Now at Dodger Stadium, a transistor radio is as rare as a recent visit to the World Series. With this turn of technology, Scully’s voice has been minimized. You can hear his two-tone tenor in the gift shop and restrooms where management has piped it in. But the only opportunity to hear Scully when you’re in your seat — with the ballfield spread in front of you — is during his Jumbotron broadcast welcome, ending with his trademark, “It’s time for Dodger baseball.” After that, the sound of “Dodger Baseball” is a PA system program — high-decibel sound blocks of cheerleading fx, advertisements, at bat music, movie trailers and over-amped MCs pitching hot dogs, drinks, and hero worship. If you do bring a radio (or try to listen to Scully on your smartphone), you’ll need headphones. But even headphones are hit or miss. The PA system overpowers all.

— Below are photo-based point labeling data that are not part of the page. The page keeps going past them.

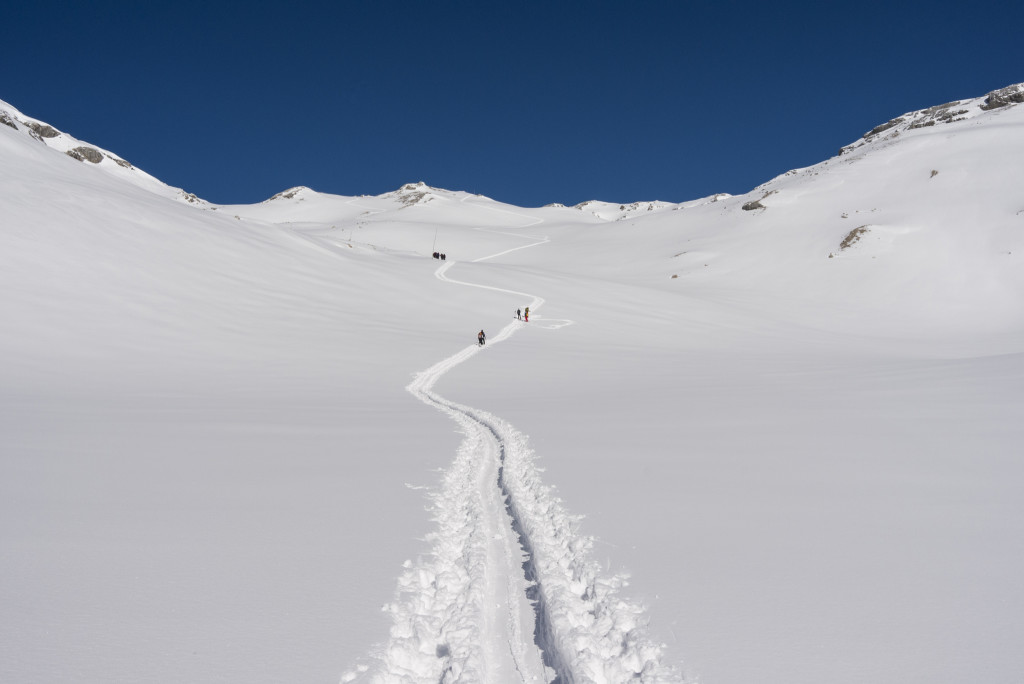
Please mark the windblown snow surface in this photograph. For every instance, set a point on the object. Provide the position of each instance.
(230, 435)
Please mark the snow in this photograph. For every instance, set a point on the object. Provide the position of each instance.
(794, 462)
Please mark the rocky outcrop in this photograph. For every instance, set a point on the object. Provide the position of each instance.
(1010, 95)
(853, 237)
(85, 155)
(43, 130)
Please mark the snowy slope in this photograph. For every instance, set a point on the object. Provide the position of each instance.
(791, 416)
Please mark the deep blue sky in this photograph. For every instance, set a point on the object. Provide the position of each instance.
(527, 102)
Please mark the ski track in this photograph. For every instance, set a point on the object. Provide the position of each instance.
(509, 591)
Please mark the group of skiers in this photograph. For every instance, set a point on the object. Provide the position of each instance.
(521, 314)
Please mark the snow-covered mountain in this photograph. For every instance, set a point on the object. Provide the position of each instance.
(793, 417)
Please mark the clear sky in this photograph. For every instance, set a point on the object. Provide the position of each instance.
(527, 102)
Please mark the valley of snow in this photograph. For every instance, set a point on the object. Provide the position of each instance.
(230, 435)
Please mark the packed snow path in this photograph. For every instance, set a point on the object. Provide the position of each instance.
(509, 592)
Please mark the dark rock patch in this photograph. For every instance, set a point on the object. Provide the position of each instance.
(43, 129)
(85, 155)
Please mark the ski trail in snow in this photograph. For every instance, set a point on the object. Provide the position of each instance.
(509, 592)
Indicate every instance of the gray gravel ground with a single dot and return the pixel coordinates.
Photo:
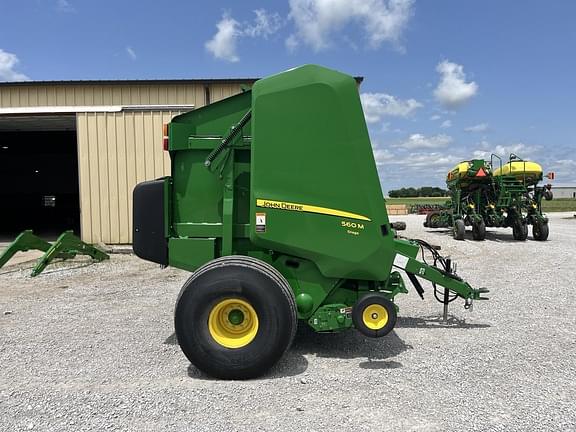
(91, 347)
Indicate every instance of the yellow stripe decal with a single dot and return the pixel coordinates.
(282, 205)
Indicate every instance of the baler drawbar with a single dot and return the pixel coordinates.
(275, 204)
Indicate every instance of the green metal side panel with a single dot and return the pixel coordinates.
(313, 175)
(197, 192)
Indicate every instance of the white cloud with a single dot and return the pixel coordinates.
(223, 44)
(8, 63)
(291, 43)
(382, 156)
(265, 24)
(65, 6)
(379, 105)
(317, 21)
(419, 141)
(481, 127)
(453, 90)
(131, 53)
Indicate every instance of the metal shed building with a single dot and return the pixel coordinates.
(72, 151)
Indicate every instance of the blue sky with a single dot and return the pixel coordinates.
(444, 81)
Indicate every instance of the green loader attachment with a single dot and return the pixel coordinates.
(66, 246)
(275, 204)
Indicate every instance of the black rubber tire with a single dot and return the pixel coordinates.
(367, 300)
(540, 231)
(520, 231)
(257, 283)
(459, 229)
(479, 231)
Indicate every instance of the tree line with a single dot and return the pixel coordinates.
(425, 191)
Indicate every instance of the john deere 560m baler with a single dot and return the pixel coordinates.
(275, 204)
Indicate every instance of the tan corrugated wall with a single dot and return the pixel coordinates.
(70, 95)
(115, 150)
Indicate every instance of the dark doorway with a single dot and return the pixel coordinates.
(38, 183)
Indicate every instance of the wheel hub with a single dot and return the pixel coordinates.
(233, 323)
(375, 316)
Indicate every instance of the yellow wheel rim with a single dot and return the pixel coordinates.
(233, 323)
(375, 316)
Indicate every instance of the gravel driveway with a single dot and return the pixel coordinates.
(91, 347)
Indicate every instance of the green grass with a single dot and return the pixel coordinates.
(419, 200)
(557, 204)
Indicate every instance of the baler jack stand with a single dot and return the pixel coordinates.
(70, 245)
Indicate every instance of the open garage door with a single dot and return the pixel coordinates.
(38, 175)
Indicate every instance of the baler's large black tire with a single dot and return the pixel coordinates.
(540, 231)
(520, 231)
(479, 230)
(374, 315)
(268, 309)
(459, 229)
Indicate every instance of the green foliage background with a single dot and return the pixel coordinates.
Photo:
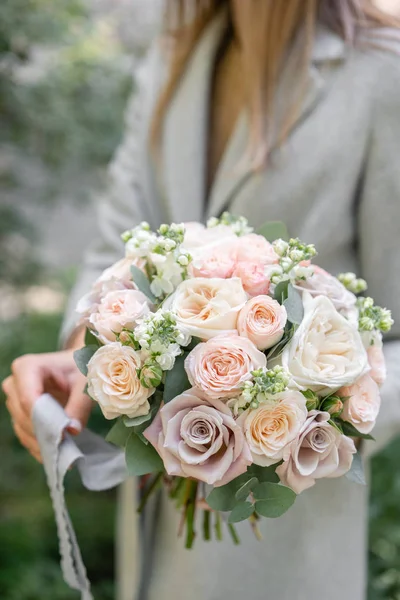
(67, 123)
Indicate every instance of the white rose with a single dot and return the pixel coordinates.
(113, 382)
(326, 352)
(207, 307)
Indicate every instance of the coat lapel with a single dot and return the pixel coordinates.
(184, 146)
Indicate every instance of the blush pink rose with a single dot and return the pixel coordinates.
(363, 403)
(319, 451)
(198, 437)
(262, 320)
(118, 309)
(220, 366)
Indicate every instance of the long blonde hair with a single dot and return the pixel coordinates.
(266, 29)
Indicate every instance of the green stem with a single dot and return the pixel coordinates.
(190, 513)
(206, 525)
(218, 529)
(233, 532)
(152, 487)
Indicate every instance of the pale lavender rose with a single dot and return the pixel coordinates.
(113, 382)
(198, 437)
(322, 283)
(319, 451)
(118, 310)
(262, 320)
(220, 366)
(207, 307)
(362, 405)
(273, 425)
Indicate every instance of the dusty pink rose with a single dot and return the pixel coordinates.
(262, 320)
(118, 309)
(220, 366)
(207, 307)
(362, 406)
(319, 451)
(273, 425)
(198, 437)
(253, 277)
(322, 283)
(113, 382)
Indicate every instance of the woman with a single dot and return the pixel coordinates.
(282, 109)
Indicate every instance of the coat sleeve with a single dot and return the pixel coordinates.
(129, 197)
(379, 245)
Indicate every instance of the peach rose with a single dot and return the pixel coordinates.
(113, 382)
(207, 307)
(326, 352)
(272, 426)
(118, 309)
(362, 406)
(319, 451)
(253, 276)
(220, 366)
(262, 320)
(198, 437)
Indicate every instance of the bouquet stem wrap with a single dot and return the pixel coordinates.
(101, 467)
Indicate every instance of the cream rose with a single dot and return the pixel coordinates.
(220, 366)
(326, 352)
(262, 320)
(362, 405)
(113, 382)
(319, 451)
(207, 307)
(272, 426)
(198, 437)
(117, 310)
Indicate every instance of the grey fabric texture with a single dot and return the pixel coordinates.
(336, 183)
(101, 466)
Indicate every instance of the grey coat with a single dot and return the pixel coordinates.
(335, 183)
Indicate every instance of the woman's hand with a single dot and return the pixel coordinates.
(35, 374)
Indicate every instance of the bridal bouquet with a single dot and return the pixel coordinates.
(238, 372)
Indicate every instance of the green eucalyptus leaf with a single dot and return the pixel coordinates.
(274, 230)
(141, 459)
(224, 497)
(351, 431)
(294, 306)
(241, 512)
(245, 489)
(272, 499)
(356, 473)
(176, 380)
(118, 434)
(281, 291)
(263, 474)
(142, 283)
(82, 357)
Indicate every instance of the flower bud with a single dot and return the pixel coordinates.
(151, 376)
(333, 405)
(312, 400)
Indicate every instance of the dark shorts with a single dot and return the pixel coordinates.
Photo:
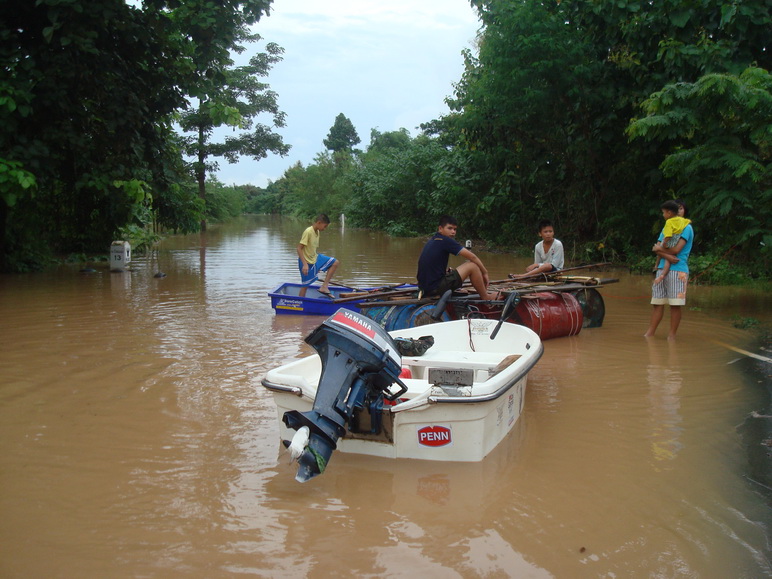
(452, 280)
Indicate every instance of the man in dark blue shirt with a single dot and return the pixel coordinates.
(434, 277)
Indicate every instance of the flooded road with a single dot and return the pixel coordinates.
(137, 441)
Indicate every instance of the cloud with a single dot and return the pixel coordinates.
(385, 65)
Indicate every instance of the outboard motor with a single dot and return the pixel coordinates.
(359, 363)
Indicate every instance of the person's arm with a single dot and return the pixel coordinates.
(302, 256)
(556, 259)
(669, 253)
(466, 254)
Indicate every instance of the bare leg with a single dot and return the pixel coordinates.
(328, 277)
(471, 271)
(656, 318)
(675, 320)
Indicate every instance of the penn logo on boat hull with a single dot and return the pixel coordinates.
(435, 436)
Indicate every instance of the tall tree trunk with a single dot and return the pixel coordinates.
(201, 173)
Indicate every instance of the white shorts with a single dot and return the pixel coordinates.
(672, 290)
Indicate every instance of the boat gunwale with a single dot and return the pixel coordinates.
(434, 399)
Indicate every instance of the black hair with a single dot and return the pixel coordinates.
(682, 203)
(670, 206)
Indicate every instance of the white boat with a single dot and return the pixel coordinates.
(455, 402)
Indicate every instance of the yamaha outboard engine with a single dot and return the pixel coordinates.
(359, 363)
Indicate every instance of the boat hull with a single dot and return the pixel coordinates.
(286, 299)
(432, 422)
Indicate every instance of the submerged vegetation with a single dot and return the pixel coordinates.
(587, 113)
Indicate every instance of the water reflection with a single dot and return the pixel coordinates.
(134, 434)
(665, 381)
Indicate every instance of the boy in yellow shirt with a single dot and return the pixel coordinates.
(311, 263)
(674, 227)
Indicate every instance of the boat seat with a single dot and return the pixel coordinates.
(454, 360)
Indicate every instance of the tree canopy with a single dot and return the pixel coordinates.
(342, 136)
(88, 94)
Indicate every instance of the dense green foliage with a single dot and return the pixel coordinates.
(589, 113)
(342, 136)
(586, 112)
(234, 98)
(89, 93)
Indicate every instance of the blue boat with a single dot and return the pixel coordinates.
(286, 298)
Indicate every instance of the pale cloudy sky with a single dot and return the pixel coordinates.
(385, 64)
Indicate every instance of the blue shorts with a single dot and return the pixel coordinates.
(672, 290)
(323, 263)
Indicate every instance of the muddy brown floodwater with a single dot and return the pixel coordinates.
(137, 441)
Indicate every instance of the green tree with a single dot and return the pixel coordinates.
(394, 190)
(723, 160)
(542, 109)
(342, 136)
(88, 91)
(235, 99)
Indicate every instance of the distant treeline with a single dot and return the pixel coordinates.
(588, 113)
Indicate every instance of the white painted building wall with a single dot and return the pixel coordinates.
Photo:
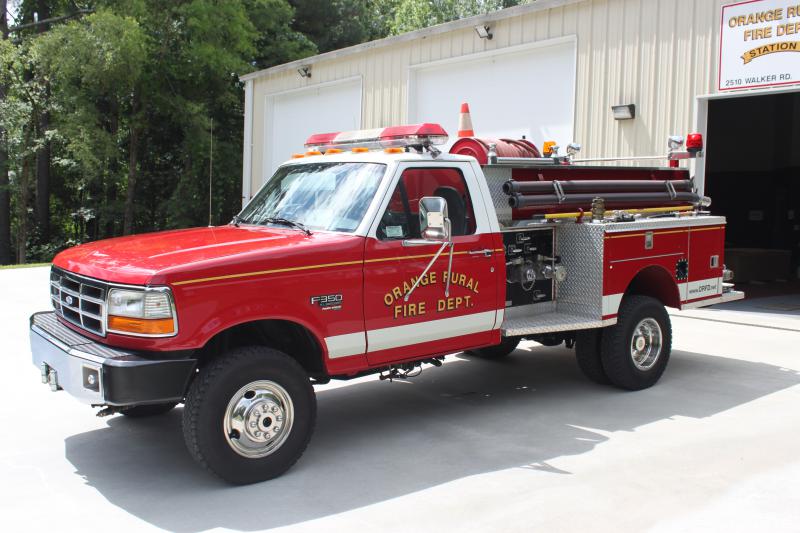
(657, 54)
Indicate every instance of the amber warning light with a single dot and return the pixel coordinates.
(420, 135)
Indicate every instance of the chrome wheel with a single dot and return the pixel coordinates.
(258, 419)
(646, 343)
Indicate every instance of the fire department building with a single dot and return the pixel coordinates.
(616, 76)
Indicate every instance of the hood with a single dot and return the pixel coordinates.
(138, 258)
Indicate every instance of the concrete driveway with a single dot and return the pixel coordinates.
(519, 445)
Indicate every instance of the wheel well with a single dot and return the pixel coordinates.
(656, 282)
(289, 337)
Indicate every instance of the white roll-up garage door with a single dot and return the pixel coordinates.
(292, 116)
(527, 90)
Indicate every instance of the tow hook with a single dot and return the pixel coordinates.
(408, 370)
(50, 376)
(108, 411)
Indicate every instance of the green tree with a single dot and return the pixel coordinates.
(412, 15)
(5, 192)
(334, 24)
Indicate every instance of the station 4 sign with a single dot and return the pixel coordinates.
(759, 44)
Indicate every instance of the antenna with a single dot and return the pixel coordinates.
(210, 171)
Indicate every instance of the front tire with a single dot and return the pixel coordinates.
(505, 348)
(636, 350)
(249, 415)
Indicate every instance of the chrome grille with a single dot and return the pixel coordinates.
(79, 300)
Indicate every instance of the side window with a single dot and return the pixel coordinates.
(401, 218)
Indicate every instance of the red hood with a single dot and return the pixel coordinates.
(138, 258)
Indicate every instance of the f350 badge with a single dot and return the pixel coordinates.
(328, 302)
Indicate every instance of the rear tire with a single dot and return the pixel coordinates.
(636, 350)
(144, 411)
(249, 415)
(587, 353)
(505, 348)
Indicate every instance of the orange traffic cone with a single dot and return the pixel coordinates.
(465, 122)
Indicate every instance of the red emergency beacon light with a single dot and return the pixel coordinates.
(420, 135)
(694, 143)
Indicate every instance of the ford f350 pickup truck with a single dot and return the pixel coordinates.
(375, 253)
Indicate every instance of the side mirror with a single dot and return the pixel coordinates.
(434, 224)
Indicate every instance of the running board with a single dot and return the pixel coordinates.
(550, 323)
(725, 297)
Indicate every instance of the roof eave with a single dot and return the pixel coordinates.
(454, 25)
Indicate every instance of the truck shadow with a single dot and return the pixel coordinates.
(376, 441)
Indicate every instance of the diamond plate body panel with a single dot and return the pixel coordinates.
(581, 247)
(495, 177)
(550, 323)
(663, 223)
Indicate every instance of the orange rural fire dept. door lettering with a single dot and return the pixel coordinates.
(430, 321)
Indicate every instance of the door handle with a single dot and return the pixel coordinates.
(486, 252)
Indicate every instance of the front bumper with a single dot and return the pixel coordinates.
(101, 375)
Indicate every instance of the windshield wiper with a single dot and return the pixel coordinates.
(286, 222)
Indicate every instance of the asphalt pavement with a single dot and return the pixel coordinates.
(526, 444)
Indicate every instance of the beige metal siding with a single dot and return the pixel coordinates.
(657, 54)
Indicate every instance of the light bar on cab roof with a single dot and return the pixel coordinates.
(391, 137)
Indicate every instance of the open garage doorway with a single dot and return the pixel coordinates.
(752, 174)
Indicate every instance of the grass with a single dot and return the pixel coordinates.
(26, 265)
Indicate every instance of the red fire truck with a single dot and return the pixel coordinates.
(373, 252)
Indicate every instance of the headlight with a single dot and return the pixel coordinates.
(148, 312)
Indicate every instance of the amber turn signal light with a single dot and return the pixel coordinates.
(141, 326)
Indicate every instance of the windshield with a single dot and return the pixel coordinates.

Before Vin Scully retires, the Dodgers need to designate a series of special days — one every homestand — when Scully’s voice can to be heard at the stadium for an entire game again. We’ve honored Scully with testimonials, trophies, and a street named after him. But let's not forget to enjoy what he calls his “instrument” — his voice — playing in the ballpark again. That PA system was meant to broadcast the sound of Dodger Baseball and until the end of this season the sound of Dodger Baseball is Vin Scully’s Voice.
Vin Scully Day would be about the love of the game, but it would also be about a moment created by a master: Scully the artist whose sense of timing has an unconscious intelligence, whose pitch is cool, poetic, and in the moment.
“… if I have a trademark,” Scully once said, “it would be to call the play as quickly and as accurately as I possibly can, and then shut up — and listen to the roar of the crowd.”
He’s also far too modest.
Los Angeles would love to hear Vin Sully at the ballpark once again. (We’d like to hear ourselves, too.) For the love of Dodger Baseball, let’s set aside a game every homestand to fill the stadium with the sound of Scully’s voice. After this year, we — and he — will never have that chance again.